Rz. 64
Die Vorschrift konkretisiert beispielhaft ("insbesondere") 2 Härtefalle bei den Hilfen zur Gesundheit (§§ 47 bis 52), der Hilfe zur Pflege (§§ 61 bis 66), der Hilfe zur Überwindung besonderer sozialer Schwierigkeiten (§§ 67 bis 69) und der Hilfe in anderen Lebenslagen (§§ 70 bis 74). Nach der Neuregelung der Eingliederungshilfe im SGB IX zum 1.1.2020 findet § 90 in diesem Bereich keine Anwendung mehr. Da die Regelungen zum Vermögen inhaltlich unverändert durch das BTHG in § 139 SGB IX übernommen werden sollten (BT-Drs. 18/9522 S. 304), dürfte § 139 Satz 3 SGB IX jedoch unter Berücksichtigung der Wertungen des § 90 Abs. 3 Satz 2 SGB XII auszulegen sein.
Rz. 65
Die angemessene Lebensführung wird wesentlich erschwert, wenn der Vermögenseinsatz die bisherigen Lebensverhältnisse des Leistungsberechtigten, anderer Personen der Einsatzgemeinschaft oder der unterhaltsberechtigten Angehörigen ungerechtfertigt verschlechtern würde.
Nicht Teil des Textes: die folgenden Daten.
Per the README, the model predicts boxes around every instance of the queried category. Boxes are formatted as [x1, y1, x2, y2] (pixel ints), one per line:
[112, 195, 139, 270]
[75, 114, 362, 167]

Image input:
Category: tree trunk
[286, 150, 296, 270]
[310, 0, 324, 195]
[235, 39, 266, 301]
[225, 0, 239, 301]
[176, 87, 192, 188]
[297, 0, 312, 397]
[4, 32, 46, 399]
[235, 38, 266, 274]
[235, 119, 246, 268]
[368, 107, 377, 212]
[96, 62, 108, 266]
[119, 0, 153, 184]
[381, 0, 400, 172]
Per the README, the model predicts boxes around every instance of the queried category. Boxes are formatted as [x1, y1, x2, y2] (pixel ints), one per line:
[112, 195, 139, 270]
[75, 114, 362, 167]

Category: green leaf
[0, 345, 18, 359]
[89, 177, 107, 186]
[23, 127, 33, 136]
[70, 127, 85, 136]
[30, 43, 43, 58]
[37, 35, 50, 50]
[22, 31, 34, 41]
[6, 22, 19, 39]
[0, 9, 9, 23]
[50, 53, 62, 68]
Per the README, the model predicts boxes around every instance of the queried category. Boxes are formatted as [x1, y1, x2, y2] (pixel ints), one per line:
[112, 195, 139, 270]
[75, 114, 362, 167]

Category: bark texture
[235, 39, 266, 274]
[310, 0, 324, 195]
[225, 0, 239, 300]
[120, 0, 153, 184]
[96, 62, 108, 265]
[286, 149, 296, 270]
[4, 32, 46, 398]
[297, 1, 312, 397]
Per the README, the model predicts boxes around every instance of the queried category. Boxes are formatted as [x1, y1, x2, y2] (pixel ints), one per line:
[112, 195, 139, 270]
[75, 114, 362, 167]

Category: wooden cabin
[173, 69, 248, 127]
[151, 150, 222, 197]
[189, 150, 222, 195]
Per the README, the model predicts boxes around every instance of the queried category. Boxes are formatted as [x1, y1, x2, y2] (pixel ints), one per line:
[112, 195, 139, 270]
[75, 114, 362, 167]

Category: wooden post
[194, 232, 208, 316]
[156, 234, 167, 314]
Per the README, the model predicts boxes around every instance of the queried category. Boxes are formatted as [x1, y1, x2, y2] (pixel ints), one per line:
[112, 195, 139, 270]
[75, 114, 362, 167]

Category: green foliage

Dabei sind die besonderen Umstände des Einzelfalles ebenso zu berücksichtigen wie das Lebensschicksal und die (krankheits- bzw. behinderungsbedingten) Bedürfnisse des Betroffenen (vgl. BayVGH, Urteil v. 2.12.1983, 12 B 83 A.618).
Rz. 66
Die Aufrechterhaltung einer angemessenen Alterssicherung wird wesentlich erschwert, wenn aus dem Vermögen die spätere Altersversorgung des Leistungsberechtigten oder anderer Personen der Einsatzgemeinschaft oder unterhaltsberechtigter Angehöriger sichergestellt werden soll. Die Vorschrift trägt dem Bedürfnis nach ergänzender, privater Altersvorsorge Rechnung und beugt damit gleichzeitig Altersarmut vor. Vermögen dient der Alterssicherung, wenn daraus der laufende Lebensunterhalt im Alter bestritten werden soll. Diese subjektive Zweckbestimmung muss mit den objektiv erkennbaren Begleitumständen in Einklang stehen (z. B. lückenhafte Versicherungsbiographie, Anlageform, Bindung der Kapitalanlage bis zum Rentenalter, Auszahlung in Form einer Rente). Unter "Alter" ist der Zeitraum zu verstehen, ab dem eine Rente wegen Alters (vgl. § 33 Abs. 2, §§ 35 ff. SGB VI) in Anspruch genommen werden kann (BSG, Urteil v. 17.10.1996, 7 RAr 2/96). Die Angemessenheit hängt von der Lebensstellung des Vermögensinhabers, dem Umfang der sonstigen Alterssicherung und der Zahl der Personen ab, die durch das Vermögen gesichert werden sollen. Dabei wird der Wunsch des Hilfebedürftigen, die Alterssicherung über den Betrag der sog. Bruttostandardrente aufzustocken, i. d. R. nicht mehr angemessen sein.